Wollaston is named after Rev. John Ramsden Wollaston (1790–1856), who initially migrated privately to be the chaplain for the Western Australian Land Company's failed settlement scheme at Australind. Finding himself without a parish, together with his sons, he built a small timber chapel on his own land at "Charterhouse" alongside the Preston River, as a condition of his receiving a stipend to act as Colonial Chaplain, and was opened without consecration in September 1842 (it had to wait until 1969 for this). A churchyard was built alongside it which contains the graves of some of the Bunbury area's pioneers.
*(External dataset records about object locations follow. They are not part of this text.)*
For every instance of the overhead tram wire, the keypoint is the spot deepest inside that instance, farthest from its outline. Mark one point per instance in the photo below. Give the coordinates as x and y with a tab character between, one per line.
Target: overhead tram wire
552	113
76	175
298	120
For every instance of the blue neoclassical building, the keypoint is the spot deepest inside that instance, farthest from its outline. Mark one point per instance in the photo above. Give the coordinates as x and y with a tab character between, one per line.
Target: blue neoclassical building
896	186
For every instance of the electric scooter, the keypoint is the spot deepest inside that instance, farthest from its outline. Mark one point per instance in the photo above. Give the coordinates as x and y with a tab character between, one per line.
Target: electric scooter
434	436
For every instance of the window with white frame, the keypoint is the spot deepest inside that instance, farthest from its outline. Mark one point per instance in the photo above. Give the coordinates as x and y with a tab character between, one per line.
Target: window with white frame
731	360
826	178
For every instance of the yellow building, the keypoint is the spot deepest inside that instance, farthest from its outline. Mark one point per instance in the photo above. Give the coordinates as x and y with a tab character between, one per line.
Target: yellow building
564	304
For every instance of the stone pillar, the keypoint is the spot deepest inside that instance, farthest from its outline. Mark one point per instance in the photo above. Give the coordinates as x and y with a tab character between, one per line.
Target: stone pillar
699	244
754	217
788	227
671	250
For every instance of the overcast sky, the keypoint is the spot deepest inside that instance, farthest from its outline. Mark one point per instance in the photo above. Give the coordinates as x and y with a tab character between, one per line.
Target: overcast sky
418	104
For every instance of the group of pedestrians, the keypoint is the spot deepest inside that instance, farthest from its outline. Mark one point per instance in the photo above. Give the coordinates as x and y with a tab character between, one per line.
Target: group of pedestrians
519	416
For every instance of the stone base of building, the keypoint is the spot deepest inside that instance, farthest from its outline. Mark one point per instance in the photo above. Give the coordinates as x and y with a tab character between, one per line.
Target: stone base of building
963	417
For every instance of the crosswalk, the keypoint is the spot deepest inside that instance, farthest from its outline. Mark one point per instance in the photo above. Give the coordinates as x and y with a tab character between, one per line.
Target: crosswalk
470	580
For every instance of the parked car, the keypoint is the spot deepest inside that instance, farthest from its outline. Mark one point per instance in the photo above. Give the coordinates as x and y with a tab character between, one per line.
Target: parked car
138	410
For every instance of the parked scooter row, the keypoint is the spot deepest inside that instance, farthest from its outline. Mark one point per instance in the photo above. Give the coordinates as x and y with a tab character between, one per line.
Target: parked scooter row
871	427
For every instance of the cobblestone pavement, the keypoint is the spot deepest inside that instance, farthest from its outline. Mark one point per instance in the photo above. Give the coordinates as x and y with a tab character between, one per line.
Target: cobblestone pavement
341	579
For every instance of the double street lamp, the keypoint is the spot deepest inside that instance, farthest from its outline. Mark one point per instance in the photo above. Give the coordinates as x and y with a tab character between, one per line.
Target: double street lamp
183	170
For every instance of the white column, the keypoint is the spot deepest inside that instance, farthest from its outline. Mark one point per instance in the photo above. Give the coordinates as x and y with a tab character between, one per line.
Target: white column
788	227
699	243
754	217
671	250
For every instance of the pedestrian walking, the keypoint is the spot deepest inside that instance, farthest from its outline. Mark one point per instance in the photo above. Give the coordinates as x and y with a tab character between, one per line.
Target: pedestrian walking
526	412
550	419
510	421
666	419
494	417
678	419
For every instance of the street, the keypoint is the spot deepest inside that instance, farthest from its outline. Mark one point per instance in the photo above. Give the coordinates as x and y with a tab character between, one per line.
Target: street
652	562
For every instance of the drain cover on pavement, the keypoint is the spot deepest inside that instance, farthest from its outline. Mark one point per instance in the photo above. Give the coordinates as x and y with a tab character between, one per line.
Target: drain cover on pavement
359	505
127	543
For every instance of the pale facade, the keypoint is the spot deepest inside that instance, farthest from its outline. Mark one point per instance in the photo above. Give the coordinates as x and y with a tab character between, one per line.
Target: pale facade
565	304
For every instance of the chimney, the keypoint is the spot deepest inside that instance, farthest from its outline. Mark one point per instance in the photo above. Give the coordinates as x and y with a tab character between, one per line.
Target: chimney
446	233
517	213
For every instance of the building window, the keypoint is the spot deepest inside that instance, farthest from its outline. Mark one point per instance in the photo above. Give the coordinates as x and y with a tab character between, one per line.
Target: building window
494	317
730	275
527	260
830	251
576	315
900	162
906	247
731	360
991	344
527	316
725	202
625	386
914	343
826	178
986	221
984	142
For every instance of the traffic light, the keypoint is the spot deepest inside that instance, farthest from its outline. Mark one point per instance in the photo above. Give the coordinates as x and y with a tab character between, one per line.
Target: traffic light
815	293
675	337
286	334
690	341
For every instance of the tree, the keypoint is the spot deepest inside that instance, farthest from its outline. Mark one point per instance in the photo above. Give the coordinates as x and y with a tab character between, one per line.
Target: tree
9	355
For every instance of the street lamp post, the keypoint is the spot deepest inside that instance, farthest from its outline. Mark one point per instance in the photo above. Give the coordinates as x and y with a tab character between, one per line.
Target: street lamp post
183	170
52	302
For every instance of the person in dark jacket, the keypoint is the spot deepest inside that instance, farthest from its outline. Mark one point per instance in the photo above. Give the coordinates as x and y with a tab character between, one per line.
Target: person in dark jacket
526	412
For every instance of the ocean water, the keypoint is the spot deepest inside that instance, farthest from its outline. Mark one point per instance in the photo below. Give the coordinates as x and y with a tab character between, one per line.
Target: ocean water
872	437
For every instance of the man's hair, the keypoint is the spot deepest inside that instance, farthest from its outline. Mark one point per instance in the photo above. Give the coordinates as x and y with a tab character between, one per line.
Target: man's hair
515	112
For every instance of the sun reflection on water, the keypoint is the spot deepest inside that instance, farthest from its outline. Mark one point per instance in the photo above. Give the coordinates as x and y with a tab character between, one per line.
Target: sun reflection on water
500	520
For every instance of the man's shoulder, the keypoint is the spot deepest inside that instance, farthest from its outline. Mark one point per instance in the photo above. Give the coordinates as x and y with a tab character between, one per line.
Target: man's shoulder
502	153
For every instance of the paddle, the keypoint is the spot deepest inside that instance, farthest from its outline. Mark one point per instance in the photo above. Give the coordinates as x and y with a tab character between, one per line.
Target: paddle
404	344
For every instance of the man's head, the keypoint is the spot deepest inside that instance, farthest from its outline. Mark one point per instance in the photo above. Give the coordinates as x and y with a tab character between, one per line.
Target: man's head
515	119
Suburban development in the area took place in the 1950s and 1960s.

==Geography==
The suburb contains a diverse mix of residents, with a strong emphasis on trades, retail and services, and 7.2% of its population are of Italian descent.

==Facilities==
Bunbury Forum, one of Bunbury's two main shopping centres, was opened in 1980 and is located in East Bunbury; it also contains a small neighbourhood shopping centre. The suburb contains Cooinda Primary School, on the corner of Allen and Trott Street. There are two other primary schools located within 800 m. Bunbury Catholic College (BCC), established in 1973 after the amalgamation of Marist Brother's St Fraancis Xaviers College (situated on the current BCC site and opened in 1954) and the Mercy Sister's St Josephs College (situated at the now Bunbury Regional Art Gallery, originally opened in 1897) and with a student population of about 1000, and the historic St Mark's Anglican Church (1842) are located within the suburb.

==Transport==
The terminus of the Transwa Australind rail service is located at East Bunbury. The Bunbury Passenger Terminal was constructed in 1983–1985 to replace the central railway station (now the Bunbury Visitor Centre and bus station).

The last train to use the old station departed Bunbury on 28 May 1985, and the new terminal commenced operations the following day. The Australind passenger service was subsequently upgraded in 1987.

At present there are two departures and two arrivals of The Australind at East Bunbury every day of the week.

The 827 TransBunbury routes depart to/from the city centre regularly, with a journey time of 15–20 minutes. These services are free of charge to those connecting to/from the Australind train with a valid ticket.

All services are operated by the Public Transport Authority.